小学生の頃、上手に伝える事が出来なかった。忘れ物が多かったし、先生の話は聞いていなかったし、頭の中は、空想でいっぱいだった。

小学生1、2年担任だった先生の事が未だに忘れられないのだ。

例えば、給食の時に手を洗うのに並んでいるのだが友達と手を繋いで並んでいたら、先生に「そんなに仲良ししたいなら」と友達と私の手を縛ってみんなが給食を、食べている間食べれず、放置された。

何故、そんなことをされなければならないのかわからないし、もちろん納得もいかなかった。けれど逆えず、時間が経つのを待った。

先生は、みんなに「この2人は仲良しなんだよ。手を洗う時まで手を繋ぎたいんだって!だから離れないように縛ってあげた」と説明していた。

誰一人それに対して異論を唱えるものはなく、しばらくしたら、解かれ給食を食べた。

その時の私は、心の中で必死に抵抗していたし、先生に言いたいことが、たくさんあった。しかし論破できるスキルも勇気もなく、心を押し殺した。

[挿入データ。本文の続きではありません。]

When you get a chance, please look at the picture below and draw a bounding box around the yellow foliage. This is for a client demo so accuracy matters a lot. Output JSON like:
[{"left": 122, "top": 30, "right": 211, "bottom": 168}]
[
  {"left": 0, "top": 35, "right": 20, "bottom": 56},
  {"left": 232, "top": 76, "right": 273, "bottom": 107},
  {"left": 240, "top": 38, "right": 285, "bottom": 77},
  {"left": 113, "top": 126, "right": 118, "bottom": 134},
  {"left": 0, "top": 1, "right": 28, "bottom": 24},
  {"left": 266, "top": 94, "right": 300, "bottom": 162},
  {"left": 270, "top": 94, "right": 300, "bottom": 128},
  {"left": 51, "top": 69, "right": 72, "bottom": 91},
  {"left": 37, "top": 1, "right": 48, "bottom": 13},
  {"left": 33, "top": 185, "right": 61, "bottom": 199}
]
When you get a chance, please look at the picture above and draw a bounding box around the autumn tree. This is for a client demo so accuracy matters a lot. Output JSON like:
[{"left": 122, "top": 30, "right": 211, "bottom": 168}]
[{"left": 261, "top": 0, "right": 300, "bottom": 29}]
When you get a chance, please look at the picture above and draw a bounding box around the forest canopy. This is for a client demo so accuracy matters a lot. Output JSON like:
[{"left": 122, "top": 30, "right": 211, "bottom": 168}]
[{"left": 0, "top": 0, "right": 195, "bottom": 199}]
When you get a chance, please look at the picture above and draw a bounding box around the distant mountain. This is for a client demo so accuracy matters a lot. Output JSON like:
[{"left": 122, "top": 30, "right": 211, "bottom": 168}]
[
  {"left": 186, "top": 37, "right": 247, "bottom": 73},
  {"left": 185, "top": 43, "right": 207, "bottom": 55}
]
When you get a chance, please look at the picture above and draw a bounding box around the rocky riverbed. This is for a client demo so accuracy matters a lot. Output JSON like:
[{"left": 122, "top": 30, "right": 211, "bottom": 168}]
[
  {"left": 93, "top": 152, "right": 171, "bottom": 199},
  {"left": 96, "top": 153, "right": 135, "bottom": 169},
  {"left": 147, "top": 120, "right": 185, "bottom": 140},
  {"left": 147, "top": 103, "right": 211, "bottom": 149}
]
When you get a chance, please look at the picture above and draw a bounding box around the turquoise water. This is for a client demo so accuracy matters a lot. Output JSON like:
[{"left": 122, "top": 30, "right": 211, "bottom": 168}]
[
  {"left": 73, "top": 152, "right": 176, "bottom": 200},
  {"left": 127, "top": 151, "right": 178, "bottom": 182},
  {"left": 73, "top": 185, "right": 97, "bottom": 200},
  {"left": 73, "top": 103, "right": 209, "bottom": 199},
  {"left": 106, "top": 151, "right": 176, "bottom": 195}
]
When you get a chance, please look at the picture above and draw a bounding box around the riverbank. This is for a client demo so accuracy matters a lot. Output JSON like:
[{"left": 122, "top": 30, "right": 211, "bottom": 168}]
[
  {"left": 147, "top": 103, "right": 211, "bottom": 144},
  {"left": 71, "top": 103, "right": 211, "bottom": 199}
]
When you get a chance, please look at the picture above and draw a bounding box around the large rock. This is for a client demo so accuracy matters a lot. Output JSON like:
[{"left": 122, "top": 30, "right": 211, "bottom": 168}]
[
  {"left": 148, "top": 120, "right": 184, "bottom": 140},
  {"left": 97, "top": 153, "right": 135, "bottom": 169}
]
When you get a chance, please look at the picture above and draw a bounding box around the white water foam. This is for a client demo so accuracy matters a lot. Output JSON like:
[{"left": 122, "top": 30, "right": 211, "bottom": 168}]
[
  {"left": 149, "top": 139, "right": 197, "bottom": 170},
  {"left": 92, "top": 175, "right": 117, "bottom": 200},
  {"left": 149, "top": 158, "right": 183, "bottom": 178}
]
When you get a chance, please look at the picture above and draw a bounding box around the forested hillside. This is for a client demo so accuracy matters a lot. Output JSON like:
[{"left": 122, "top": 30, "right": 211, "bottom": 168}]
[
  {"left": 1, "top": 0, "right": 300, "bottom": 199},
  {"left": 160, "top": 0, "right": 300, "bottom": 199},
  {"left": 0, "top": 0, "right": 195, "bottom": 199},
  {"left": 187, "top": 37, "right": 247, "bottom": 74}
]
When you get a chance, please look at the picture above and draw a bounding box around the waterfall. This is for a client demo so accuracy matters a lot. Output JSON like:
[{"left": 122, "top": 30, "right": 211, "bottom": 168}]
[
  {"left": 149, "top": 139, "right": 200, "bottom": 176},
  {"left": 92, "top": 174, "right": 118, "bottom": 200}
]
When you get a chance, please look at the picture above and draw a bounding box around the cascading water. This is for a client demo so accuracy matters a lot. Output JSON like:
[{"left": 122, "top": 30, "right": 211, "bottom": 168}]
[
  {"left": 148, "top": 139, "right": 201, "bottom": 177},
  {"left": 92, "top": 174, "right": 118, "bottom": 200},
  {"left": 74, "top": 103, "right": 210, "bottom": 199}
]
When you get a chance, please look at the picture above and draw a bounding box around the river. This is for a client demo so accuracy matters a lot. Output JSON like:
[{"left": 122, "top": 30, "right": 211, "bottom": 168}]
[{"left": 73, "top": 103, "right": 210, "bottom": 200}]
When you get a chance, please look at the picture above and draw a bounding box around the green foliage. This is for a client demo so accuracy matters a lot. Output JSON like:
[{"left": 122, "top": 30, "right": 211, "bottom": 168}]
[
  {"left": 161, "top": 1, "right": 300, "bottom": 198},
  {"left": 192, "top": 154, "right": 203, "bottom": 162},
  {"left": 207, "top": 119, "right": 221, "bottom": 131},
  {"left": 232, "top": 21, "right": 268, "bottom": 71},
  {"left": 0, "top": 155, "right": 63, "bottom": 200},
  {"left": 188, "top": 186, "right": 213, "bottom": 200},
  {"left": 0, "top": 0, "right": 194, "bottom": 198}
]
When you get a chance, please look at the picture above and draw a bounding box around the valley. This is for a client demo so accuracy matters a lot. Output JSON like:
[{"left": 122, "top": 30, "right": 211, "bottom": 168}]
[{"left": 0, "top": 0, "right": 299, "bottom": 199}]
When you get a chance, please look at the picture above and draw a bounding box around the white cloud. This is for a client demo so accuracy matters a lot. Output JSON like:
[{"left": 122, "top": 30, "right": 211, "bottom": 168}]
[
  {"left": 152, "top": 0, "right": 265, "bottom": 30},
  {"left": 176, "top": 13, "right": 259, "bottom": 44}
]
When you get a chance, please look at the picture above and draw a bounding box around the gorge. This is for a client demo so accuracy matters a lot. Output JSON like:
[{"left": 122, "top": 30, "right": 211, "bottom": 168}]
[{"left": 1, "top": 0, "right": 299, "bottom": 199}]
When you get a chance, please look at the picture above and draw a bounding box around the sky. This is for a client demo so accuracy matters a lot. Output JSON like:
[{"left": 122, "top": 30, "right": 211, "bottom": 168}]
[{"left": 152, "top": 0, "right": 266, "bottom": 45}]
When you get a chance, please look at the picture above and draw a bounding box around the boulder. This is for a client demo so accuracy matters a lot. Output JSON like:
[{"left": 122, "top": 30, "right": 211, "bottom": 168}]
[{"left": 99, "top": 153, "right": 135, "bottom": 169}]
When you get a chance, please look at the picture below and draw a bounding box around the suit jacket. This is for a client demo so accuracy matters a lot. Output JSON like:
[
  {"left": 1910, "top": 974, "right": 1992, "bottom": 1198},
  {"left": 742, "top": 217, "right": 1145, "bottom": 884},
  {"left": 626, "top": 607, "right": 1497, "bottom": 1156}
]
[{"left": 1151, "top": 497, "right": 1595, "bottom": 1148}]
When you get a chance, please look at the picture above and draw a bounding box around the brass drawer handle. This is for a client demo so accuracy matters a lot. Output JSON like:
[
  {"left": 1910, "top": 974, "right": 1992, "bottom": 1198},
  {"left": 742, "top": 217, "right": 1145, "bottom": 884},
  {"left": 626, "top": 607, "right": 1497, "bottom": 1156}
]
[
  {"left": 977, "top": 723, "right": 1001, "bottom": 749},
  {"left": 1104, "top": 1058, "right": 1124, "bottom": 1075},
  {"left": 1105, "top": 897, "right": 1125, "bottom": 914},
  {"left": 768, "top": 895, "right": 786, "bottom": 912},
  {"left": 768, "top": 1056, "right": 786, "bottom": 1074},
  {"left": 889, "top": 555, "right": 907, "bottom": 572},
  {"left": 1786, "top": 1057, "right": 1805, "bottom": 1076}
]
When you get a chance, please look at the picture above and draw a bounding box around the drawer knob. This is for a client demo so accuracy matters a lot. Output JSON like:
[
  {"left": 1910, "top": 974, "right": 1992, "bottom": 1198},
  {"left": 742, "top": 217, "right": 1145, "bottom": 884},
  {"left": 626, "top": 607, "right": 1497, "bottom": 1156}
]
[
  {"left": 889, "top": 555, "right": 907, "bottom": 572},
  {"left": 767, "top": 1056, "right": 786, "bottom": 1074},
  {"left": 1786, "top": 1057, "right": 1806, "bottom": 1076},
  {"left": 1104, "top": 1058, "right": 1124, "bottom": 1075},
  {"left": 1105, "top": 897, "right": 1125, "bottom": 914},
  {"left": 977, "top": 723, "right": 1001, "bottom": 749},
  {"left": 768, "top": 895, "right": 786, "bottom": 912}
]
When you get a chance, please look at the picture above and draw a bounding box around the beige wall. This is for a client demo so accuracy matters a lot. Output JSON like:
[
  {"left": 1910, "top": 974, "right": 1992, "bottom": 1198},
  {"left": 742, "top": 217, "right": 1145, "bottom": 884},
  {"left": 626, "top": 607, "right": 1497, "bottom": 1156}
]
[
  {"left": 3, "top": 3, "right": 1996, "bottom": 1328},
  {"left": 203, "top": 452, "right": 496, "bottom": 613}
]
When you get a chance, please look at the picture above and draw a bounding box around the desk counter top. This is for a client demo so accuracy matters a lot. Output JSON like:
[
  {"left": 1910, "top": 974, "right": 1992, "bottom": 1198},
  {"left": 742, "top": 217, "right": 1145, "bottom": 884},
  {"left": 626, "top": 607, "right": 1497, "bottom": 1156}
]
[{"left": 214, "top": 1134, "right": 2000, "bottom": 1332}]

また、ある時は、給食当番のエプロンをなくしてしまい、先生に何処にやったのかととがめられた。毎日、探したか、どうしたかと問い詰められ、「ありませんでした、ごめんなさい。」としか答えられず、先生は、よほど反省させたかったのか、私を他のクラスに連れて行き、みんなの前で

「この子は、給食のエプロンをなくしてしまったんだって、みんなならどうする?みんなわかるよね!この子はわからないんだって」と叫んでいた。

どうしたらいいのか?頭の中では、グルグルと答えを探していた。私は、お金を払えばいいんじゃないかとも思ったが、怒られそうな気がして、ただひたすら探したが見つからずあやまった。

最後に先生から頂いた言葉は、「なぜ、あなたは、弁償しますの一言がいえないのですか?」でした。あまりにショックでした。

自分の伝える力のなさが情けなかった。人は伝える事ができないと人生で大きな損をしてしまうのだと心に深く刻まれた体験でもあった。

相手が意に反して怒ってしまったとき、私は必死で訴える。あなたを怒らすつもりでやったことではないと必ずすぐに言葉で伝えるようにしている。

納得いかなければ、行くまで話し合う。これがあの頃の辛い体験から得た学びである。